Maintaining confidentiality is essential to any research in order to protect the privacy and well-being of participants. Whenever possible, research should use data that cannot be identified by the recipient of the information. If this is not possible, the amount of personal data stored by researchers should be kept to the minimum necessary to achieve the purpose of the research.
De-identified data are data that are collected initially with the patient-identifiers, which are subsequently encoded, encrypted or have been stripped of all 18 identifiers as defined by HIPAA so that the information cannot be traced back to an individual.
Your study will undergo verification of submission standards. Followed by a preliminary IRB review. If the application is determined “incomplete”, it will be returned to you to make revisions. Once you submit the completed application, your study will be reviewed at the next available meeting. Additional changes may be requested at any time. You will have the opportunity to accept or reject these changes.
The PI has a significant influence on the length of time between submission and approval. Well prepared applications result in fewer requests for changes raised as issues by the IRB. Rapid response by the PI to the IRB issues speeds the approval process.
You may begin your research upon receipt of the written documentation of IRB approval. Please be advised that the IRB reviews the study from an ethical and human subjects protection standpoint. You may need to also obtain operational approval from the facility and/or facility sites where study activities take place.

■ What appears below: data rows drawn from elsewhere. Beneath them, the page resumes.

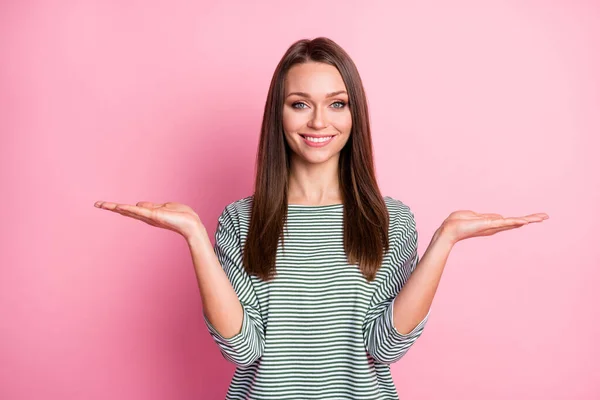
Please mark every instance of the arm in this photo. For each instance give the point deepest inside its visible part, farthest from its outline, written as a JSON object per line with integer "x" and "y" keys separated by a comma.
{"x": 413, "y": 302}
{"x": 230, "y": 306}
{"x": 383, "y": 340}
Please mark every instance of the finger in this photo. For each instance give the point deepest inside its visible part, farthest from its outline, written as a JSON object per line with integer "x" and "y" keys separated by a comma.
{"x": 492, "y": 231}
{"x": 537, "y": 216}
{"x": 148, "y": 204}
{"x": 503, "y": 222}
{"x": 137, "y": 216}
{"x": 135, "y": 210}
{"x": 491, "y": 215}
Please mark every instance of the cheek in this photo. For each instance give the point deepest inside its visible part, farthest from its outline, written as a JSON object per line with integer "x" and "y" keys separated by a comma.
{"x": 343, "y": 122}
{"x": 292, "y": 121}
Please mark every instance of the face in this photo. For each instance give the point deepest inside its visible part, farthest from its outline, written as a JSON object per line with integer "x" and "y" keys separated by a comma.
{"x": 316, "y": 106}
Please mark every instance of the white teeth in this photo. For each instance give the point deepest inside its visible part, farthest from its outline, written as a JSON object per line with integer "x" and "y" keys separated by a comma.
{"x": 318, "y": 140}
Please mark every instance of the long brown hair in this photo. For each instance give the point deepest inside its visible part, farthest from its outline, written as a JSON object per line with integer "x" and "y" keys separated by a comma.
{"x": 366, "y": 216}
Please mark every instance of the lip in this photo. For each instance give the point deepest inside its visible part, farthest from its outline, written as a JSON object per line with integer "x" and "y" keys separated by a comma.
{"x": 313, "y": 144}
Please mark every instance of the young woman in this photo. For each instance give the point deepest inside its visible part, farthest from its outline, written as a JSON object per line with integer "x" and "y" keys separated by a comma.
{"x": 314, "y": 285}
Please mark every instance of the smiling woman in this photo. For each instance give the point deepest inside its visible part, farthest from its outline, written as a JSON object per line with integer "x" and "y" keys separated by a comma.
{"x": 315, "y": 285}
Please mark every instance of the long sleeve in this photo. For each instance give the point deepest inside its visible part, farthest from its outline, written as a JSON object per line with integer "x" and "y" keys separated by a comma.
{"x": 247, "y": 346}
{"x": 382, "y": 341}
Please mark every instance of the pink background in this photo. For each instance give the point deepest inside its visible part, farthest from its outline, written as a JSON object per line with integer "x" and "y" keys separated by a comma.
{"x": 493, "y": 108}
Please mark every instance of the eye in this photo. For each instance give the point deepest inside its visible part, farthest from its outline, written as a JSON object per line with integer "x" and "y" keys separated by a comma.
{"x": 298, "y": 103}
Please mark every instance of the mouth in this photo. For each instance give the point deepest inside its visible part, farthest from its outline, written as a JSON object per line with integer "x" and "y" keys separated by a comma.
{"x": 317, "y": 140}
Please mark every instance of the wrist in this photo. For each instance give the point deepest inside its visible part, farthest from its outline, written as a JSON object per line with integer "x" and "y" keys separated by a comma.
{"x": 443, "y": 235}
{"x": 197, "y": 237}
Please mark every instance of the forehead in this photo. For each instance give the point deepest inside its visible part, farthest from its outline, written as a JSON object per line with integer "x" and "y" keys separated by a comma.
{"x": 314, "y": 78}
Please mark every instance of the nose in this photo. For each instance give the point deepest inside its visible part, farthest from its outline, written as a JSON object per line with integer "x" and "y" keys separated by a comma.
{"x": 318, "y": 119}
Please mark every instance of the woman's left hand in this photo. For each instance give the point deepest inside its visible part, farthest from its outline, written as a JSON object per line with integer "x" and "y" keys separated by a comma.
{"x": 465, "y": 224}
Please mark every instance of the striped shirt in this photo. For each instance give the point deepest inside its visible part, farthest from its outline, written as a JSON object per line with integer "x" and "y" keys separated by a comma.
{"x": 319, "y": 329}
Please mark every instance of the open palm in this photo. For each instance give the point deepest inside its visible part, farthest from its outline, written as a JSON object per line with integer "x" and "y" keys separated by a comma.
{"x": 465, "y": 224}
{"x": 173, "y": 216}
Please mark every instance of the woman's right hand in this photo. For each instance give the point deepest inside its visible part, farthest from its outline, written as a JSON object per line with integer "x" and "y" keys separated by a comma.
{"x": 176, "y": 217}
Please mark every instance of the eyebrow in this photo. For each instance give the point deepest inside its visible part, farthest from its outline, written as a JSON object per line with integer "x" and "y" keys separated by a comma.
{"x": 303, "y": 94}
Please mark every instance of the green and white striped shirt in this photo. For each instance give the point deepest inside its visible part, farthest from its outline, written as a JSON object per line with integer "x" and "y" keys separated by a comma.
{"x": 319, "y": 329}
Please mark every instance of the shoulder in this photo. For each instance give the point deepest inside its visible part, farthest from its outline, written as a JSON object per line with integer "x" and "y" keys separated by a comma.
{"x": 402, "y": 218}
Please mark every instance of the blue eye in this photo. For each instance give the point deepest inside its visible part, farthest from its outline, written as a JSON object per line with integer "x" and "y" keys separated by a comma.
{"x": 298, "y": 102}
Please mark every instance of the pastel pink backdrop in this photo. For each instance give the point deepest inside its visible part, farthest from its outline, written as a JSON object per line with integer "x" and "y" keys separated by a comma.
{"x": 485, "y": 106}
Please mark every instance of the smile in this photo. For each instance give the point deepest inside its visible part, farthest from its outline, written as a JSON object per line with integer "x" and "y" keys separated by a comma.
{"x": 317, "y": 142}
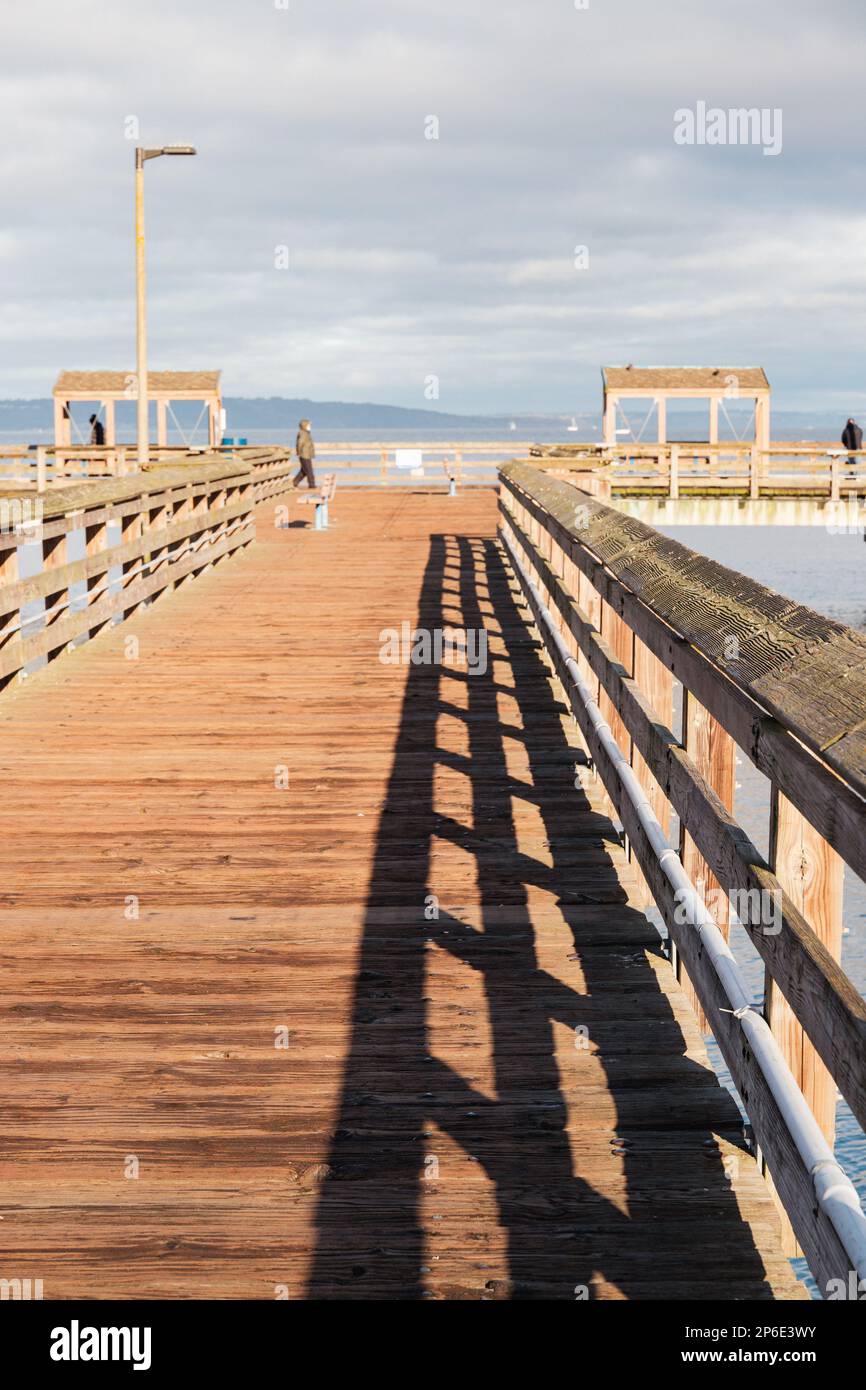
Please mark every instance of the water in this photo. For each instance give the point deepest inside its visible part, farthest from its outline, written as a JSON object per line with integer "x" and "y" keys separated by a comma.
{"x": 826, "y": 573}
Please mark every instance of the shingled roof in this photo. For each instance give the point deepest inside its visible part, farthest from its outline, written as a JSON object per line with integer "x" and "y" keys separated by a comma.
{"x": 683, "y": 378}
{"x": 95, "y": 384}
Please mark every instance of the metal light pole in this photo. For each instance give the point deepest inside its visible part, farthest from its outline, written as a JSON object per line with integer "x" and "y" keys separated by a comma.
{"x": 141, "y": 302}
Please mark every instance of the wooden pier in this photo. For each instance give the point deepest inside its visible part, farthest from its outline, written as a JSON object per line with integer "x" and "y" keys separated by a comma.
{"x": 328, "y": 976}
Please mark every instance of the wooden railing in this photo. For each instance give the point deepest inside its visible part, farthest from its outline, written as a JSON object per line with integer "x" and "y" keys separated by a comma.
{"x": 674, "y": 470}
{"x": 136, "y": 538}
{"x": 637, "y": 612}
{"x": 47, "y": 466}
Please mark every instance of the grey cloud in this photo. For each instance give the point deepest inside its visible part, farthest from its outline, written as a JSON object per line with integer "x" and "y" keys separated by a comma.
{"x": 410, "y": 256}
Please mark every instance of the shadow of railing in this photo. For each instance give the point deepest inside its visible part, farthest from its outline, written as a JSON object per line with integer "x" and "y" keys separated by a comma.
{"x": 556, "y": 1232}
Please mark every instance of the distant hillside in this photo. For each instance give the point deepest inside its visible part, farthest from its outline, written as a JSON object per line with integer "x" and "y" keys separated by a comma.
{"x": 25, "y": 419}
{"x": 275, "y": 413}
{"x": 264, "y": 413}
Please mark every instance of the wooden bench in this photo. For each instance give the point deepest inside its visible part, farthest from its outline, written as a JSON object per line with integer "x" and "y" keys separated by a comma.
{"x": 320, "y": 499}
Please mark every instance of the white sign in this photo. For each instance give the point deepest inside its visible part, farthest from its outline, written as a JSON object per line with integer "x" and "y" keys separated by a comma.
{"x": 409, "y": 459}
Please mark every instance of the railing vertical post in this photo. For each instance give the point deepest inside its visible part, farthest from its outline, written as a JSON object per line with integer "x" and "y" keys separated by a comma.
{"x": 834, "y": 478}
{"x": 656, "y": 684}
{"x": 96, "y": 541}
{"x": 132, "y": 527}
{"x": 620, "y": 638}
{"x": 10, "y": 619}
{"x": 673, "y": 487}
{"x": 715, "y": 754}
{"x": 54, "y": 555}
{"x": 811, "y": 873}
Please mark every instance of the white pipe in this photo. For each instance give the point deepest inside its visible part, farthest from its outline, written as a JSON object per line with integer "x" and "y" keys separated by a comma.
{"x": 833, "y": 1189}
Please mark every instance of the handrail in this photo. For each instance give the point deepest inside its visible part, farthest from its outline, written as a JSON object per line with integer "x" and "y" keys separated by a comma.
{"x": 635, "y": 612}
{"x": 174, "y": 524}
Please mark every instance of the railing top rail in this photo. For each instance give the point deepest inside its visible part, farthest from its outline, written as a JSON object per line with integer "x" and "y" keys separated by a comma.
{"x": 97, "y": 492}
{"x": 806, "y": 670}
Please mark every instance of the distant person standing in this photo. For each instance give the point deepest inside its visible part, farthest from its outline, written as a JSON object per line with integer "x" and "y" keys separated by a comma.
{"x": 306, "y": 452}
{"x": 852, "y": 438}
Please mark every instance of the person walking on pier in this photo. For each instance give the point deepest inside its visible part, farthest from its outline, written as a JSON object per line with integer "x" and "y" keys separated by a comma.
{"x": 852, "y": 438}
{"x": 306, "y": 452}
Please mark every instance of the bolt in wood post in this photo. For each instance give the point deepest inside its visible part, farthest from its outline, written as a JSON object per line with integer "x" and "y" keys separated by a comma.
{"x": 811, "y": 873}
{"x": 715, "y": 754}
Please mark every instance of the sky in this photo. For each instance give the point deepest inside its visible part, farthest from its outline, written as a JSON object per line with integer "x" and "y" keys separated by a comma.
{"x": 434, "y": 203}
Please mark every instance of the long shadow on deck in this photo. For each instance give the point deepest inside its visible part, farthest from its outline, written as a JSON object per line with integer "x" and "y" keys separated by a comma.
{"x": 560, "y": 1233}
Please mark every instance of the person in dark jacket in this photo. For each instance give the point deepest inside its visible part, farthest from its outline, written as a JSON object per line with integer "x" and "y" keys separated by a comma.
{"x": 852, "y": 438}
{"x": 306, "y": 452}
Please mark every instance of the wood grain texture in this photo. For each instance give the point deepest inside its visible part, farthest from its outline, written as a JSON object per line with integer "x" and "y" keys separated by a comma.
{"x": 492, "y": 1084}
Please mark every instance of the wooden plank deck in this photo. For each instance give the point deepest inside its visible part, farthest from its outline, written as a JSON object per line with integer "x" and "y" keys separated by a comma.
{"x": 431, "y": 1127}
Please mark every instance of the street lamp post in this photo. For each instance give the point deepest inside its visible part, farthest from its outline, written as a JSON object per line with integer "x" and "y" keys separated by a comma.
{"x": 141, "y": 303}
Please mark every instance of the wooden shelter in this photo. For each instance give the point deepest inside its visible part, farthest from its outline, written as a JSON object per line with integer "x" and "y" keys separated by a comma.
{"x": 106, "y": 388}
{"x": 663, "y": 384}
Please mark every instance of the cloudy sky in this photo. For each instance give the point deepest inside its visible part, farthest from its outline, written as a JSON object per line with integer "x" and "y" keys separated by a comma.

Renewal of all research studies, except studies determined by the IRB to qualify for exempt status, is mandatory.
Studies must receive re-approval no later than 365 days after the previous approval. Mandatory renewal includes research studies in which subject accrual has been closed and the research interventions completed, but data continue to be collected and analyzed.
For detailed information on submission requirements regarding categories of renewal review, please refer to Community Medical Centers' IRB Continuing Review of Research Protocols policy.
Researchers must promptly report to the IRB any serious or continuing noncompliance with federal regulations or Community Medical Centers policies, any injuries to subjects, or unanticipated problems. Please contact Community Medical Centers' IRB for guidance at (559) 499-6553.
Researchers must promptly report to the IRB any serious or continuing non-compliance federal regulations or Community Medical Centers' policies, any injuries to subjects, or unanticipated problems.
For detailed information on reporting to the IRB, please refer to the Community Medical Centers' IRB Reporting Adverse Events and Incidents to the IRB policy.
To modify an approved study, the PI must submit a Post Approval application through CyberIRB. To access the Post Approval application, please log into https://www.cyberirb.us/CMC/index.php.
Yes. Once all study activities have concluded, or if you decide to end or stop your study, the PI must submit a Renewal/Closure application through CyberIRB. To access the Renewal/Closure application, please log into https://www.cyberirb.us/CMC/index.php.
All studies activities must stop if a study expires. Community Medical Centers' IRB will administratively retire studies that expire. Repeated instances of administratively study retirements may result in continuing non-compliance.
If your study is administratively closed and you wish to continue with your study, the PI will need to submit a new Initial Review application in CyberIRB.
A study must be renewed annually even if the data collection phase has ended.